Harper Bryce’s eyes widened as he looked at Asa and then at me. “How many times did you try cases in front of him?” he asked.

Asa answered for me. “Just that one time. The Larkin case.”

He turned back to me. “How long was the jury out?”

“Twenty-five minutes.”

Harper’s stomach knocked against the edge of the table as he laughed. “No wonder he thought you corrupted the system. But why was that the only time you ever tried a case in his courtroom?”

Asa had known Jeffries most of his life, and he had known me through my whole career. The story had become as much his as mine.

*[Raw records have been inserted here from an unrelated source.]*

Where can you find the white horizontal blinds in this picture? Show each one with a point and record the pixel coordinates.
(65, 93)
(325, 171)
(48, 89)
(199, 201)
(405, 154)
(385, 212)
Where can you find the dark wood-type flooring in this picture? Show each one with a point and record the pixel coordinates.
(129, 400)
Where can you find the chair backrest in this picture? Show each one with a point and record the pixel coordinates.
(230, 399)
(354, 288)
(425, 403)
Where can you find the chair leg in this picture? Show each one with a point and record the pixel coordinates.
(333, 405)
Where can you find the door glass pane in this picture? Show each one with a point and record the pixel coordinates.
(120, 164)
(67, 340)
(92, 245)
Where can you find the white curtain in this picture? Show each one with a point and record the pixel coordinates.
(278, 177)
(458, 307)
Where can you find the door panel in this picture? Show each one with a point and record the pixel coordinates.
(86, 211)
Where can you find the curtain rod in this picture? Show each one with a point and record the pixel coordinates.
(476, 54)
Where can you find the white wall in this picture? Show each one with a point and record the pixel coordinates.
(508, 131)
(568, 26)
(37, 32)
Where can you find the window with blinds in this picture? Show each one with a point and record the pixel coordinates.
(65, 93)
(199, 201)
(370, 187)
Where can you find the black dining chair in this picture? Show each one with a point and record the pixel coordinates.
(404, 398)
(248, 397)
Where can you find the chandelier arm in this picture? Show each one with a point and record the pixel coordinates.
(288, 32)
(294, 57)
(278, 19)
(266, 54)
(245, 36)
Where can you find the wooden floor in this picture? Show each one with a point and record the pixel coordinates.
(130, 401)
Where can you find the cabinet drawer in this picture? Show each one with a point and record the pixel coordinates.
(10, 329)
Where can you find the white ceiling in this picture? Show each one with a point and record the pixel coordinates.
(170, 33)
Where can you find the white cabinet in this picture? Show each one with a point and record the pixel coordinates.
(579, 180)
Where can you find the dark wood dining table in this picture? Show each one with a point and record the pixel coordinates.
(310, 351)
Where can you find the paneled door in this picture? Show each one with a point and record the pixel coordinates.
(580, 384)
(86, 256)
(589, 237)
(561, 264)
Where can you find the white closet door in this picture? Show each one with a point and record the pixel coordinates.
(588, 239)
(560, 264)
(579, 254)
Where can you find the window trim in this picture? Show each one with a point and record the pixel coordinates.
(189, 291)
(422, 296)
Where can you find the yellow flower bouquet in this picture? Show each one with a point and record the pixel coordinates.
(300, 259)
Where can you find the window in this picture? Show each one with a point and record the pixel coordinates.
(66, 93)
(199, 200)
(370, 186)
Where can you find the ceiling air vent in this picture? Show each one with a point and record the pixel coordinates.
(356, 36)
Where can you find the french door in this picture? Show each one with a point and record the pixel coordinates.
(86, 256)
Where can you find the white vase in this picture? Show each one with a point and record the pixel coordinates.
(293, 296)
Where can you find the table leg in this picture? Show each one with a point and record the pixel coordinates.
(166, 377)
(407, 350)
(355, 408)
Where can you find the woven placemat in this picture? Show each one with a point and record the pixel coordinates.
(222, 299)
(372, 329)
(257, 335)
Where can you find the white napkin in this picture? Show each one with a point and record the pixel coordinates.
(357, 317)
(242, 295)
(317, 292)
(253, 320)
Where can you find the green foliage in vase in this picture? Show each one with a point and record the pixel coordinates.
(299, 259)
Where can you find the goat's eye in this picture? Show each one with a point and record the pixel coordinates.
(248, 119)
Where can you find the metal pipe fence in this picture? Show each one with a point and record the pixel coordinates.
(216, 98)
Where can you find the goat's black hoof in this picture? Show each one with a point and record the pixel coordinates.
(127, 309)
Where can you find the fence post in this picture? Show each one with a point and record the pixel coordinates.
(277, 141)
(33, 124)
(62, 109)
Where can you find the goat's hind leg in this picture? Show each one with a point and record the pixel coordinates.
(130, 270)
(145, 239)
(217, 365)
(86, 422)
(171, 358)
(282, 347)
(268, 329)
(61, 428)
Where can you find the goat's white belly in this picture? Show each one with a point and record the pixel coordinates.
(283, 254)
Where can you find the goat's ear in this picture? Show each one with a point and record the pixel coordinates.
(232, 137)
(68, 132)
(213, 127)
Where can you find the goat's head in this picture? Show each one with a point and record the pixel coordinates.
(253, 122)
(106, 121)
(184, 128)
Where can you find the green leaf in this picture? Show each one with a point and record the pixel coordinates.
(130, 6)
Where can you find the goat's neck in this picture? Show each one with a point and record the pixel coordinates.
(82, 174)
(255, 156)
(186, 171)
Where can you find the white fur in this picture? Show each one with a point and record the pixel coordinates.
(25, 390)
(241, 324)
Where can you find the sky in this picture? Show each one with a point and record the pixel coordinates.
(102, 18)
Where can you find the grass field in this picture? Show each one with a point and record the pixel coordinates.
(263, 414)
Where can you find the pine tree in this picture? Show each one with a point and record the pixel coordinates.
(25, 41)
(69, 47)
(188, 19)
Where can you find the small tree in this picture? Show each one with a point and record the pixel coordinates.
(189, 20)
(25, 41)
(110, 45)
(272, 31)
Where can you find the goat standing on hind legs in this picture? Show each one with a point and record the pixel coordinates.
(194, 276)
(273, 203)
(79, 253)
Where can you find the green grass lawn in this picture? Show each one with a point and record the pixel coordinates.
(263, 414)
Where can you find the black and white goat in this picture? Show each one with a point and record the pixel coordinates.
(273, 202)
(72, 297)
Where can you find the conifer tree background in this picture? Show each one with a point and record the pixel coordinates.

“It was the case that made Antonelli famous, and part of it was because of what Calvin had done. He threw him in jail for contempt; he took the side of the prosecution every time there was an objection. You heard what he said to the girl when she testified—about how if her brother wanted to get back at people it was because of what his mother had done. About the only thing he didn’t do was tell the jury they were supposed to convict. Calvin had gone too far. It might not have mattered if Antonelli had lost, but Antonelli won, and that made it look like Calvin had lost. That was one thing Calvin could never forgive.

He always had to win. Antonelli would have been a fool to try another case in front of him.”

Shoving back from the table, Asa stood up. “Well, he’s gone now,” he said. “He had a brilliant mind, one of the best legal minds I’ve ever encountered. It’s too bad he didn’t have more use for other people.” He glanced at his watch. “Why didn’t you tell me it was getting so late?” he asked, darting a glance at Micronitis before he looked back at me and winked.

After he was gone, Harper bent closer, a wry expression on his face. “Maybe that explains why Jeffries hated you, but why do you still hate him? He threw you in jail for a couple of days, but he was doing you a favor. That’s all anyone talked about, how you showed up in court right from the county jail, looking like some wino off the streets, and asked the same damn question all over again. You became a legend because of what he did. And even if you weren’t as smart as I think you are, it happened too many years ago to still carry a grudge.”

He watched me for a moment before he said, “It wasn’t the Larkin case at all, was it? There was something else, some other reason why you can’t stop hating him, even now, after he’s dead.”

 

Five

_______

As soon as I saw her leading the funeral party out of the church, her face hidden behind the widow’s black veil, I knew I had to see him. I had always meant to. God knows, I had thought about it often enough, especially when it first happened, when everything fell apart, but there always seemed to be something else I had to do, another case, another trial, something that got in the way. I kept promising myself I would do it, and after a while the promise itself became enough to assure me of my own good intentions. Finally, I managed to put it out of my mind altogether, but then, every so often, I would hear a name that reminded me of his and would convince myself again that this time I would really do it.